Proper Gander: Monarchy Malarkey

Prince Charles finds out that he has a grown-up mixed-race son from a forgotten fling pre-Diana. Newly-pregnant Camilla fears that this will disrupt her plans for the Parker-Bowles dynasty. So she buys her new step-son a motorbike with faulty brakes, and after he dies in an accident her unborn child is back closer to being the heir to the throne. This is just one of the daft plot threads crammed into The Windsors, Channel 4’s soapy sitcom featuring caricatures of the royal family, or nearly all of them.

Prince William is played with a permanently furrowed brow and steely determination to be a helicopter pilot. His father doesn’t approve, and thinks that William only needed to be in the RAF so he could wear the uniform at his wedding. Kate has a wide-eyed enthusiasm about finding her place in the monarchy, even if her ‘Gypsy heritage’ risks being an embarrassment. Pippa Middleton is portrayed as a sneering, devious gold-digger ‘with a fantastic arse’. Envious of Kate’s promotion to royalty, she tries to inveigle herself into the clan by seducing Harry. He’s depicted as being a bit thick, with the occasional hint that he’s not Prince Charles’ son. Harry Enfield plays Charles, the only actor doing anything close to an impersonation. He fills his time overseeing an organic biscuit company and writing to the government about green issues like woodlice habitats. Camilla is impatient to be Queen and worried that Wills and Kate’s popularity will mean the line of succession to the throne will skip a generation. She works to sabotage their reputation among ‘the Great British scum’ by engineering Kate insulting a group of amputees by dressing as a peg-leg pirate.

Washed-up Fergie gets disappointed when she isn’t recognised and annoyed about having her nickname usurped by Alex Ferguson and the singer in the Black Eyed Peas. Beatrice and Eugenie are faced with having to support themselves, so they set up businesses as ‘online make-up tip girl sensations’ and then a dating app for aristocrats. They fix-up a date between Fergie and a caddish Prince Andrew hoping ‘we can be a happy family again, just like we were in January and February 1994’. Prince Edward’s TV production company folded long ago, so he tries to scrape some money together by working as an incompetent removals service and babysitter for Wills and Kate.
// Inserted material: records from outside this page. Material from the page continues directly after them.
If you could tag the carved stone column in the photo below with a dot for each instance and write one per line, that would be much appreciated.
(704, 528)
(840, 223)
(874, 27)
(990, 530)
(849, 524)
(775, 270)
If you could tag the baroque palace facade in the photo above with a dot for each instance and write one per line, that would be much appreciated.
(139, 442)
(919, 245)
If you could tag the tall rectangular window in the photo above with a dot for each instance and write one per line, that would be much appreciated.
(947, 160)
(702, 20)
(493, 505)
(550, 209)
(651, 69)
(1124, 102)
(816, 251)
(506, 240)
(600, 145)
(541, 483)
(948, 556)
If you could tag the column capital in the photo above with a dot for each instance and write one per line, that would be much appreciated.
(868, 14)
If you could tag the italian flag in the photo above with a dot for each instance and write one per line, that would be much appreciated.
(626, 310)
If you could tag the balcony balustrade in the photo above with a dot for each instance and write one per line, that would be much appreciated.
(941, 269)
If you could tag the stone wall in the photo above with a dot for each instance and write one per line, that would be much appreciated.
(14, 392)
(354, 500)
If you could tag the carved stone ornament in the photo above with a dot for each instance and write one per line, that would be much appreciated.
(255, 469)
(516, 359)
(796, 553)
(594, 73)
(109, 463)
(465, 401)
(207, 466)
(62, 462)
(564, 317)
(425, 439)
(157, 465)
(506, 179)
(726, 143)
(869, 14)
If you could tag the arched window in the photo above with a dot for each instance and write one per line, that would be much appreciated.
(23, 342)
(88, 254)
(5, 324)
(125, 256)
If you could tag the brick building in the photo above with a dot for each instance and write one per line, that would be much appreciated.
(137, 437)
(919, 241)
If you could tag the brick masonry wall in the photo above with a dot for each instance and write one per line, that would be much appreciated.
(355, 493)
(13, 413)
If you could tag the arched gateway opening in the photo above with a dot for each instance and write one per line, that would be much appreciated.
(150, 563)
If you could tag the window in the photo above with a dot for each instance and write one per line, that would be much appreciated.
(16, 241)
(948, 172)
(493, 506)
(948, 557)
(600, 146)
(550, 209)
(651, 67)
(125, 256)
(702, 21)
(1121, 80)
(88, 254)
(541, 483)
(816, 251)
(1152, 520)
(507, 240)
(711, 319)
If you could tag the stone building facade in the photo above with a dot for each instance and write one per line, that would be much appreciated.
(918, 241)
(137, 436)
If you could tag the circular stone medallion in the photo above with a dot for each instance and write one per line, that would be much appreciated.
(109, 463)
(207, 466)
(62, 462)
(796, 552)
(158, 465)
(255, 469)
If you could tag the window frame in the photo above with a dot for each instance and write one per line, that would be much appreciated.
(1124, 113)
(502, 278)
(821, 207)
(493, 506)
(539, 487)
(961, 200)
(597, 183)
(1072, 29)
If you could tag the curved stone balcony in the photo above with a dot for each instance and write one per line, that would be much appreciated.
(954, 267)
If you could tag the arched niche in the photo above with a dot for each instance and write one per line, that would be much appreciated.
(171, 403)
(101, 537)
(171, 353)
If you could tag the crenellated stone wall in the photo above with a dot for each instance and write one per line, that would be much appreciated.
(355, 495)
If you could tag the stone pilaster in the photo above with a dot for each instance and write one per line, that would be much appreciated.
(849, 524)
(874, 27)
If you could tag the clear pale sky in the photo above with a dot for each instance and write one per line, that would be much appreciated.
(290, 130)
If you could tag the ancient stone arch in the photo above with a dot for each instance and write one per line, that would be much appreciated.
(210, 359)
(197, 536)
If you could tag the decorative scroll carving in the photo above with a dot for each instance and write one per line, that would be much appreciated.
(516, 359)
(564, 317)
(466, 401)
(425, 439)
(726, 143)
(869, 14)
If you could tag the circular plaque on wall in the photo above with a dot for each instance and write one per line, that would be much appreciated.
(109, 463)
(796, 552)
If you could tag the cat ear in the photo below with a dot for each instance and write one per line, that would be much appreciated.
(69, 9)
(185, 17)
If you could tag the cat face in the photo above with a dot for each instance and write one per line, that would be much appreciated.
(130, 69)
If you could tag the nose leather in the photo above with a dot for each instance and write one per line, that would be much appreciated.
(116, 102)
So far, Prince Philip only features in the sweary, racist letters he sends to his grandsons, reminding them that he’s ordered MI6 to assassinate Fergie if she goes within five miles of Buckingham Palace. The Queen has been conspicuous by her absence in the show, and doesn’t even get mentioned. Depicting her has been a risk the programme-makers haven’t wanted to take, perhaps mindful of the controversy when Spitting Image introduced a puppet of the Queen Mother. In the mid-’80s, many thought that mocking ‘the nation’s favourite granny’ was a step too far, and the producers of The Windsors haven’t wanted to take the equivalent step today. Despite the irreverence, the show doesn’t really want to risk offence or encourage republican feeling. The royals’ naivety about the world everyone else lives in is shown in an endearing way. Those who’ve failed to stay in the inner circle (Edward, Fergie, Beatrice, Eugenie) are likeable hard-up has-beens. Apart from Kate, those not in the royal bloodline (Pippa and Camilla) are portrayed as conniving harridans. The world outside the Windsors’ window is largely populated by stereotypes; Northerners wear cloth caps, put ferrets down their trousers and eat chip butties, while Gypsies tarmac drives, grow lucky heather and collect scrap metal. The programme tries to get away with this by pitching all the performances as too knowingly over-the-top to take seriously. The plotlines are also too overblown for the show to have much satirical bite.

The Windsors is the latest in the line of succession of royal caricatures on the telly. Its closest descendent is The Royals (recently shown on E!), a largely poorly-received American melodrama about a made-up royal family’s shenanigans. Spitting Image (1984 – 1996) remains the benchmark, and spawned similar successors like 2DTV (2001 – 2004), Animated Headcases (2008) and Newzoids (2015). Whereas these shows turned the royals into cartoon characters, Doubletake, a 2003 BBC2 series took a different approach. This featured celebrity lookalikes in personal or embarrassing situations, as if captured on CCTV or shaky hidden cameras. Images like doppelgangers of the Queen sitting on the toilet and Camilla in her underwear were intended to demythologise celebs, not make them even larger than life. In contrast, The Windsors is overdone and doesn’t have anything original to say, a bit like its subject matter.